学長メッセージ

女子短期大学学長
八耳 俊文
Toshifumi Yatsumimi
1回限りの人生をあなたはどう使うのか
青山学院には、明治初期に設立された「女子小学校」「耕教学舎」「美会神学校」の3つの源流があります。このうち1874(明治7)年、ドーラ・E・スクーンメーカーが現在の東京都港区麻布で始めた「女子小学校」を源とするのが青山学院女子短期大学です。ドーラはアメリカのメソジスト監督派婦人海外伝道局から派遣された女性宣教師で、高等学校を卒業したのち4年間の教員生活を経て来日したのです。彼女の生涯は本学の非常勤講師であった棚村恵子先生が国内のみならずアメリカ各地へ足を伸ばし詳細な調査の上、『しなやかに夢を生きる:青山学院の歴史を拓いた人ドーラ・E・スクーンメーカーの生涯』(2004年)と題する1冊にまとめられています。
この本の「はじめに」で棚村先生はドーラの生涯をふりかえり「1回限りの人生をあなたはどう使うのか」と問いかけておられます。私の専門は科学史で、中国や日本で19世紀から20世紀にかけ科学の活動にたずさわった人々を調べてきました。その中には宣教師として来た人も含みます。これらの人々の生涯を知るにつれ、何度も同様の問いを意識せざるをえませんでした。確かに時代の制約、生まれた環境や稟賦(ひんぷ)の相違、出会った人々に差異はあるかもしれません。でもこうしたもろもろの事情を超え、私も「1回限りの人生をあなたはどう使うのか」という言葉を学生のみなさんへ投げかけたいのです。
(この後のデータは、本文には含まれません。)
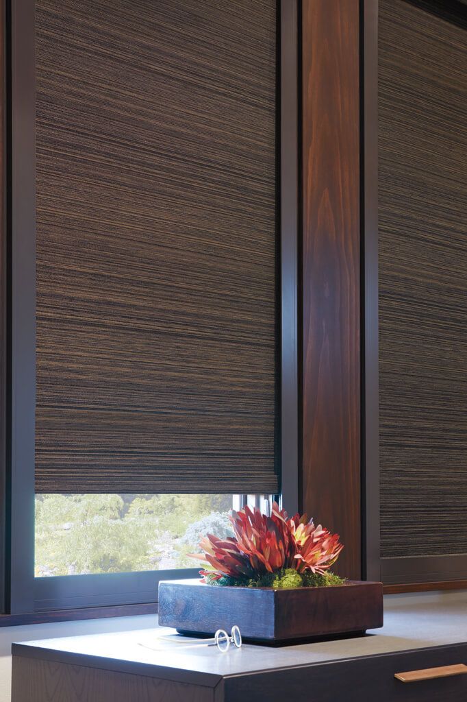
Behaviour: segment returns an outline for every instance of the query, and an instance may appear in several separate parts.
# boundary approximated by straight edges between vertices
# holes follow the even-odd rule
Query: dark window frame
[[[0,575],[2,563],[5,573],[2,579],[5,585],[3,611],[22,615],[154,602],[160,580],[193,576],[198,569],[53,578],[34,578],[34,575],[35,3],[34,0],[7,0],[7,5],[0,19],[3,19],[7,37],[7,50],[4,51],[7,83],[11,79],[11,89],[6,91],[4,102],[11,125],[4,138],[9,174],[8,226],[0,227],[2,249],[10,251],[8,290],[0,289],[0,304],[4,321],[11,320],[6,344],[10,364],[4,363],[2,359],[1,366],[10,372],[4,371],[6,389],[0,398],[2,420],[11,430],[6,432],[7,460],[3,470],[0,464],[0,478],[6,484],[7,514],[4,533],[0,532],[4,547],[4,557],[0,557]],[[280,230],[278,237],[278,326],[280,331],[277,377],[280,399],[277,408],[277,461],[281,467],[283,505],[290,512],[299,508],[297,13],[298,0],[278,2],[278,199]],[[4,162],[1,165],[5,167]]]

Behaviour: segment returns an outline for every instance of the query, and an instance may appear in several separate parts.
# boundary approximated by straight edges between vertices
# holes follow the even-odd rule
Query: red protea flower
[[[320,525],[315,526],[306,515],[287,519],[276,503],[271,517],[247,506],[239,512],[233,510],[229,519],[234,538],[221,539],[208,534],[200,543],[204,555],[193,555],[209,567],[201,571],[205,578],[259,578],[285,568],[323,574],[343,548],[338,534],[331,534]]]

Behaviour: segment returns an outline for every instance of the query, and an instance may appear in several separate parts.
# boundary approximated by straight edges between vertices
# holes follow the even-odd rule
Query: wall
[[[79,636],[126,631],[128,629],[149,629],[155,624],[155,616],[117,617],[86,621],[54,622],[0,628],[0,702],[11,702],[11,644],[13,642],[53,639],[59,636]]]

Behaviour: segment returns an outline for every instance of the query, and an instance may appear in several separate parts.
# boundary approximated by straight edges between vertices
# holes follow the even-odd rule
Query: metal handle
[[[407,673],[395,673],[394,677],[402,682],[418,682],[419,680],[431,680],[435,677],[449,677],[450,675],[462,675],[467,673],[467,665],[442,665],[441,668],[427,668],[424,670],[409,670]]]

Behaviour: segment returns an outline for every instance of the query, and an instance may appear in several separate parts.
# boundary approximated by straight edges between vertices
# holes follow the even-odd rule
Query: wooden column
[[[303,508],[360,576],[358,0],[304,0]]]
[[[0,613],[6,610],[6,37],[5,0],[0,0]]]

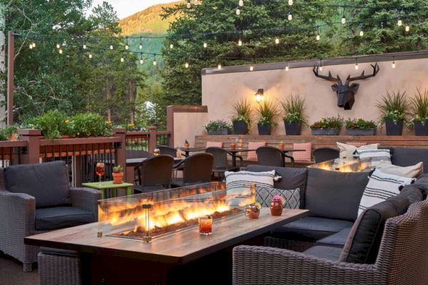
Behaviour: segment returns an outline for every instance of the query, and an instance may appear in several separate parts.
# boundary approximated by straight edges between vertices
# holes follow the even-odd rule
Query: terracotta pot
[[[272,216],[280,216],[282,214],[282,201],[274,201],[270,202],[270,214]]]
[[[112,175],[113,184],[123,183],[123,172],[113,172]]]

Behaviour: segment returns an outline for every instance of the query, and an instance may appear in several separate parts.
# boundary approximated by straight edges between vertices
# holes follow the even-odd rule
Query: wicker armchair
[[[387,220],[374,264],[330,261],[287,249],[233,249],[233,284],[422,285],[428,280],[428,201]]]
[[[53,162],[46,162],[53,163]],[[23,173],[25,177],[25,173]],[[98,190],[89,188],[69,188],[71,206],[92,213],[98,219]],[[0,251],[21,261],[24,271],[32,271],[37,261],[38,247],[26,245],[24,238],[49,230],[36,229],[36,198],[28,194],[6,190],[4,170],[0,170]]]
[[[315,163],[339,158],[339,150],[332,147],[320,147],[314,150]]]
[[[138,179],[134,190],[145,192],[170,188],[174,158],[159,155],[136,166]]]

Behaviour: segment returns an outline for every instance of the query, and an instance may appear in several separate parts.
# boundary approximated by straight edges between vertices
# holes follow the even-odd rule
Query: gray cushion
[[[394,148],[392,158],[393,165],[410,166],[421,161],[424,162],[424,172],[428,172],[428,148]]]
[[[305,209],[311,216],[355,221],[369,182],[367,173],[344,173],[310,168]]]
[[[6,189],[36,199],[36,207],[70,204],[67,167],[63,161],[13,165],[4,170]]]
[[[341,219],[305,217],[275,229],[273,234],[287,239],[315,242],[351,227],[352,224],[352,222]]]
[[[322,245],[316,245],[306,249],[303,253],[306,255],[312,255],[319,258],[332,260],[337,261],[340,256],[342,248],[337,247],[328,247]]]
[[[340,255],[340,261],[374,263],[386,220],[405,213],[409,204],[406,197],[394,196],[366,209],[351,229]]]
[[[36,229],[48,230],[95,222],[91,212],[76,207],[36,209]]]
[[[327,245],[329,247],[339,247],[342,248],[346,243],[347,236],[351,232],[351,227],[343,229],[340,232],[325,237],[324,239],[318,239],[317,241],[317,245]]]
[[[305,207],[305,191],[306,190],[306,179],[307,170],[306,168],[275,167],[265,165],[248,165],[247,171],[261,172],[275,170],[277,175],[282,177],[280,181],[275,182],[273,187],[277,189],[300,190],[300,208]]]

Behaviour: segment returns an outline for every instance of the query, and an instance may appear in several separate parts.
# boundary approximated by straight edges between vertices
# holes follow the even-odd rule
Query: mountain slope
[[[166,1],[166,0],[165,0]],[[169,24],[177,16],[172,16],[163,20],[160,14],[163,13],[162,7],[171,7],[181,1],[152,6],[145,10],[136,13],[119,21],[123,36],[132,36],[141,33],[165,33]]]

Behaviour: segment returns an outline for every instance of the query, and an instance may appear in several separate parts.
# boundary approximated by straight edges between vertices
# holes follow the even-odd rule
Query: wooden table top
[[[198,227],[154,237],[150,243],[106,237],[97,237],[98,223],[84,224],[25,238],[26,244],[117,255],[164,263],[184,264],[218,250],[265,234],[283,224],[307,216],[306,209],[285,209],[281,216],[271,216],[263,208],[258,219],[244,213],[215,220],[213,235],[200,236]]]

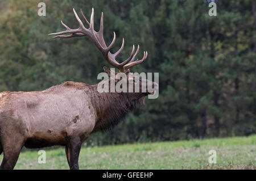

青山学院女子短期大学は2012年度から大幅な改組をおこない、現代教養学科と子ども学科の2学科体制となりました。これまでの国文学科、英文学科、家政学科、教養学科、芸術学科、子ども学科の6学科体制で学んだ人には、別の学校に変わったと映るかもしれません。そうではなく国文学科から芸術学科までの5学科を融合して新しい学科「現代教養学科」を立ち上げ、従来各学科ごとに行われてきた学びを本学全体で共有しようというのが今回の改組の趣旨です。キリスト教信仰にもとづき、高度な教養教育を授けるとの青山学院女子短期大学の教育理念には少しの変更もありません。現代教養学科の名称は21世紀を生きる女性に必要な教養とは、社会を導く女性の基盤となる教養とは何かを常に模索するとの私たちの意思を込めたものです。
教育理念では「社会のあらゆる局面で積極的に貢献をなし得る覚醒した女性の育成を目指し」と謳いました。人は他者との関係の中で生きるものであり、関係の中で自分がつくられ、自分をつくることにより新たな関係を生みだすことができます。焦る必要はありません。社会があなたに期待するのはどれほどものをよく考えているかです。学びも卒業したら終わりとなるものではありません。学びの構えを身につければ一生、学び続けることができます。こうした生涯にわたって過ごす土台をつくるのが本学の在学期間です。どうか本学での学びに思い切り時間を費やし、考えを深め、自分を創り、人と社会に対する責任を進んで果たす人となられることを期待しています。